Football’s financial bubble is about to burst, according to a leading finance expert. Tom Cannon, Professor of Strategic Development at the University of Liverpool, predicts the gravy train will be derailed by the recession – despite the preponderance of wealth on display in the Football Rich List, published today in FourFourTwo magazine. “There’s a lagged effect in football. The television deal, the season tickets – those are already in place, but then you get the problem of renewals, not just on season tickets but on executive lounges,” said Professor Cannon, an Everton fan who is also CEO of Ideopolis International Ltd. “Season ticket numbers will probably be down by about 10 percent, but renewals will be down by at least 15 or 20 percent. That’s where the problems will be as you go down the divisions.” While economies across the globe have been wrecked by recession, football continues to grab headlines with shows of financial strength. Those on the Football Rich List are worth a total of £61 billion and include 11 billionaires, many from abroad. However, there are 64 Britons on the list – including three well-heeled WAGs. The top spot is now taken by new Manchester City owner Sheikh Mansour bin Zayed al-Nahyan, one of 25 new entries on the list. The sheikh – whose vast wealth is expected to fund a transfer buying spree for manager Mark Hughes in this month's transfer window – is estimated to be worth £15 billion. 

£3BN LOST IN RECESSION

That fortune makes the sheikh worth more than twice as much as Roman Abramovich, who has topped all five previous Football Rich Lists. The Chelsea owner is said to have lost more than £3 billion in the recession.

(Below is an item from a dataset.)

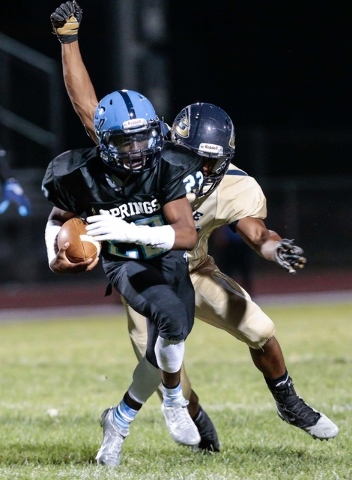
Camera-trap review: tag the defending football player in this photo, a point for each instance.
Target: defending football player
(132, 191)
(229, 197)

At £7 billion Abramovich is now third in the Rich List, with many sources indicating that Chelsea manager Luiz Felipe Scolari will have little or no transfer money to spend this month. Some respected commentators are even saying that Abramovich may be considering selling Chelsea, on whom he has spent around £578m in the form of an interest-free loan.

Despite the Russian's input, Chelsea's overall debt is £736m and the club are still not breaking even. Champions Manchester United are a similar amount in the red, with the Glazer family having borrowed heavily to buy all the shares in the club. 

GOVERNMENT BAILOUT

And Liverpool owners Tom Hicks and George Gillett were recently given an extra six months to repay the £350m they borrowed from US investment bank Wachovia and the Royal Bank of Scotland – which itself was only saved from collapse in October by Government bailout.

It's not just the big clubs. The latest Premier League report by accountants Deloitte revealed that total borrowings had rocketed from £674 million in 2005 to £1.6 billion in 2006, leaving clubs exposed to the risks of the debt-ridden markets.

Deloitte's report raised special concern that the overall level of gearing – a financial term for the level of debt in companies compared to shareholders' funds – had increased to 220 percent at the end of the 2005-06 season.

In October, FA chairman Lord Triesman went further, claiming top-flight clubs are “at high risk levels” with £3 billion of debt, which brings about “tangible dangers”.

“The debt mountains are owned – and therefore the clubs are owned – by either financial institutions, some of which are in terrible health, or very rich owners who are not bound to stay, or not very rich owners who are also not bound to stay,” said Triesman.